The definition of $\gamma$ with $\mathrm{d}\tilde{\tau }=(\tilde{B}-\tilde{a}\tilde{A})\mathrm{d}\gamma$ simplifies the equation by absorbing the r and $\vartheta$ dependent prefactor $(\tilde{B}-\tilde{a}\tilde{A})$.

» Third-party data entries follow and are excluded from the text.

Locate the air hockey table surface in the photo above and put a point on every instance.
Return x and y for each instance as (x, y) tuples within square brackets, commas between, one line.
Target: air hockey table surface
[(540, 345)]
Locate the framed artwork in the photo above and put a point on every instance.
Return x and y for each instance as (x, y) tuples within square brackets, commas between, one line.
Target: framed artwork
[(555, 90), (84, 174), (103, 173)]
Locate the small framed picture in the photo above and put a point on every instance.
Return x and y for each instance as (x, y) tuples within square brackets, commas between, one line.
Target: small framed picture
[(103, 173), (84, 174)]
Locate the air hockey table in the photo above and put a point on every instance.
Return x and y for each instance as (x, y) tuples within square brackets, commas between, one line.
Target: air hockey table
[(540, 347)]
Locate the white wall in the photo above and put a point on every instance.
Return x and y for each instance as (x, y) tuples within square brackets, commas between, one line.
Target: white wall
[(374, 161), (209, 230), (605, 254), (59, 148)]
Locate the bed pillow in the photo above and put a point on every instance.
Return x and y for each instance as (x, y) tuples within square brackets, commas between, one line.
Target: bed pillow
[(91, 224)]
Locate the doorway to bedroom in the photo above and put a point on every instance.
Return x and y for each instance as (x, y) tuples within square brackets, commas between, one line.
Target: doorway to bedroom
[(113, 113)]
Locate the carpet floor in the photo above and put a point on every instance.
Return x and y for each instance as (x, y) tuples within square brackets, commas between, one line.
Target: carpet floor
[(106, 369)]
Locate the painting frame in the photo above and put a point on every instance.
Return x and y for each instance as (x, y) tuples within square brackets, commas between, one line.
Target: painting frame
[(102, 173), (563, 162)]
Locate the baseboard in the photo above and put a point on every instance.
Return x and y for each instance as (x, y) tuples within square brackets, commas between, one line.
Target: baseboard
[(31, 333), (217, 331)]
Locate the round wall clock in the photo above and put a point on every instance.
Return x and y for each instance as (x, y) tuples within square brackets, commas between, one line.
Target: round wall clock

The equations of motion are of hyperelliptic type and can be solved in terms of the Kleinian $\sigma$-function. The r-Equation (50) yields a hyperelliptic integral of the first kind. In general the right hand side of (50) is a polynomial of order six $X={\sum }_{i=1}^6{a}_i{\tilde{r}}^i$. The substitution $\tilde{r}=\pm \frac{1}{x}+{\tilde{r}}_0$, where ${\tilde{r}}_0$ is a zero of X, transforms X into a polynomial of order five and the r-equation becomes

$${\left(x\frac{\mathrm{d}x}{\mathrm{d}\gamma }\right)}^2=\sum _{i=0}^5{b}_i{x}^i=:P_5^{\tilde{r}}\left(x\right).$$

(56)

A separation of variables yields the hyperelliptic integral

$$\gamma -{\gamma }_{\mathrm{i}n}={\int }_{x_{\mathrm{i}n}}^x\frac{x^{\prime }\mathrm{d}{x}^{\prime }}{\sqrt{P_5^{\tilde{r}}\left(x^{\prime }\right)}}.$$

(57)

As described in Section 3, see Equations (24) and (26), the solution of the above equation is

$$x=-\frac{{\sigma }_1\left({\overrightarrow{\gamma }}_{\infty }\right)}{{\sigma }_2\left({\overrightarrow{\gamma }}_{\infty }\right)},$$

(58)

where ${\sigma }_i$ is the ith derivative of the Kleinian $\sigma$-function and

$${\overrightarrow{\gamma }}_{\infty }={\left({\gamma }_1,\gamma -{\gamma }_{\mathrm{in}}-{\int }_{x_{\mathrm{in}}}^{\infty }\frac{x\mathrm{d}x}{\sqrt{P_5^{\tilde{r}}\left(x\right)}}\right)}^T.$$

(59)

${\gamma }_1$ is determined by the condition $\sigma \left({\overrightarrow{\gamma }}_{\infty }\right)=0$. A resubstitution yields the full solution of (50)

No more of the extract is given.